Note: PCRE2 is not available in all ripgrep builds. If you installed via a package manager and get an error, you may need to build ripgrep from source with cargo install ripgrep --features pcre2.

PCRE2-only features

# Look-ahead: match "foo" only when followed by "bar"
rg -P 'foo(?=bar)'

# Negative look-ahead: match "foo" NOT followed by "bar"
rg -P 'foo(?!bar)'

# Look-behind: match "bar" only preceded by "foo"
rg -P '(?<=foo)bar'

# Negative look-behind
rg -P '(?<!foo)bar'

# Backreference: find repeated word
rg -P '(\b\w+\b) \1'

# Named capture group
rg -P '(?P<year>\d{4})-(?P<month>\d{2})-(?P<day>\d{2})'

Hybrid mode

Use --auto-hybrid-regex to let ripgrep automatically pick PCRE2 when the pattern requires it and fall back to the default engine otherwise.
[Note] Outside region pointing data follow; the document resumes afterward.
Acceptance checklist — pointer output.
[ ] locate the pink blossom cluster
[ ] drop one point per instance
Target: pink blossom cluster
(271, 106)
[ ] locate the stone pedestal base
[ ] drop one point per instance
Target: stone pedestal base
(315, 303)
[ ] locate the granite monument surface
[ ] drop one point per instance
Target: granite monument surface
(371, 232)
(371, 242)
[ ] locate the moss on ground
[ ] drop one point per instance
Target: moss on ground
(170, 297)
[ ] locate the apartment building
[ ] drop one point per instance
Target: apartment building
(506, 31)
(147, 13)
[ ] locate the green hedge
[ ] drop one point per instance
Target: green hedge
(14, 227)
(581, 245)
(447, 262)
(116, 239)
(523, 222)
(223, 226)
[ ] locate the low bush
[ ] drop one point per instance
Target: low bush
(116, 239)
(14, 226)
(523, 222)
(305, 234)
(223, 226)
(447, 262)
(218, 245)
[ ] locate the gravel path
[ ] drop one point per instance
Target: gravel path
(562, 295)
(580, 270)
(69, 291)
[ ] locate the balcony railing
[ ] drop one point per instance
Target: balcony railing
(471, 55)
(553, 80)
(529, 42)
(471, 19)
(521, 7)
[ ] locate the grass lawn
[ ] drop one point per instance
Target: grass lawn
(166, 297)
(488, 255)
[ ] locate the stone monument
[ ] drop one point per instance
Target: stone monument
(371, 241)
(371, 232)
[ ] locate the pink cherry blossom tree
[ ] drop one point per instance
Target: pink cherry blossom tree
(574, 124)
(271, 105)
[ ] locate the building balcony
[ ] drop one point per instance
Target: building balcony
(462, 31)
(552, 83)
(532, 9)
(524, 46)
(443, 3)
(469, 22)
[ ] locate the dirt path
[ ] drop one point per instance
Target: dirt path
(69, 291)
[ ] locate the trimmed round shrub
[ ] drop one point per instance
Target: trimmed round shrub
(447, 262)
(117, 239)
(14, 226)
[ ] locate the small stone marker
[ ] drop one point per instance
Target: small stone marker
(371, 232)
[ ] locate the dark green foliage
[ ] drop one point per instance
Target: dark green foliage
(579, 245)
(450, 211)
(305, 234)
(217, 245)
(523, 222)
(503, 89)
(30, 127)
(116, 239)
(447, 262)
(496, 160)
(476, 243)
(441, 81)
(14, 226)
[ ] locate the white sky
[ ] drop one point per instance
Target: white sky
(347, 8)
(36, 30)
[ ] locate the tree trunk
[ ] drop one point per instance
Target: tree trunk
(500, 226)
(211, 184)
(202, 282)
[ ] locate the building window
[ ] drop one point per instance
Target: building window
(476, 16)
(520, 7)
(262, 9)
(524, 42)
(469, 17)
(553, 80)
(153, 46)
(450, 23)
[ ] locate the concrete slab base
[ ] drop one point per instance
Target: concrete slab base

This avoids the PCRE2 overhead for simple patterns.

rg --auto-hybrid-regex '(?<=def )\w+'

Unicode support

ripgrep has Unicode support enabled by default in both engines. \d, \w, and \s match their Unicode equivalents, not just ASCII.

# \p{L} — any Unicode letter
rg '\p{L}+'

# \p{Han} — CJK Han characters
rg '\p{Han}'

# \p{Ll} — lowercase letters
rg '\p{Ll}{3,}'

# \p{N} — numeric characters (includes Arabic-Indic digits, etc.)
rg '\p{N}+'

# Disable Unicode for ASCII-only matching (faster on ASCII corpora)
rg '(?-u)\w+'

Common Unicode categories

Pattern Matches
\p{L} Any letter (all scripts)
\p{Lu} Uppercase letter
\p{Ll} Lowercase letter
\p{N} Any number
\p{Nd} Decimal digit (0–9 in any script)
\p{P} Punctuation
\p{Z} Separator (space, line sep, paragraph sep)
\p{Latin} Latin script characters
\p{Han} CJK unified ideographs
\p{Arabic} Arabic script
\p{Cyrillic} Cyrillic script

Common patterns cheatsheet

# Email address (simplified)
rg '[a-zA-Z0-9._%+-]+@[a-zA-Z0-9.-]+\.[a-zA-Z]{2,}'

# URL
rg 'https?://[^\s"<>]+'

# IPv4 address
rg '\b\d{1,3}\.\d{1,3}\.\d{1,3}\.\d{1,3}\b'

# Hex color
rg '#[0-9a-fA-F]{3,6}\b'

# ISO 8601 date
rg '\d{4}-\d{2}-\d{2}'

# Version number (semver)
rg '\bv?\d+\.\d+\.\d+\b'

# TODO/FIXME comment
rg '(TODO|FIXME|HACK|XXX):'

# Function definition (Rust)
rg 'pub fn \w+'

# Import statement (Python)
rg '^(import|from) \w'

# JSON key-value (approximate)
rg '"[^"]+": "[^"]*"'

Performance tips

  • Anchor patterns^pattern or pattern$ can reduce the search space.
  • Prefer literalsfoo is faster than [f][o][o]. ripgrep can use SIMD for literal prefixes.
  • Use -F for literals — if you are not using regex features, -F (fixed strings) skips regex parsing entirely.
  • Use -w for words-w foo is faster than \bfoo\b.
  • Avoid .* anchorsfoo.*bar forces ripgrep to scan each line fully; prefer foo followed by manual review.
  • Use the default engine — PCRE2 is powerful but slower. Only switch with -P when you genuinely need it.
  • Disable Unicode when not needed(?-u)\w+ uses ASCII-only matching and can be faster on ASCII-heavy corpora.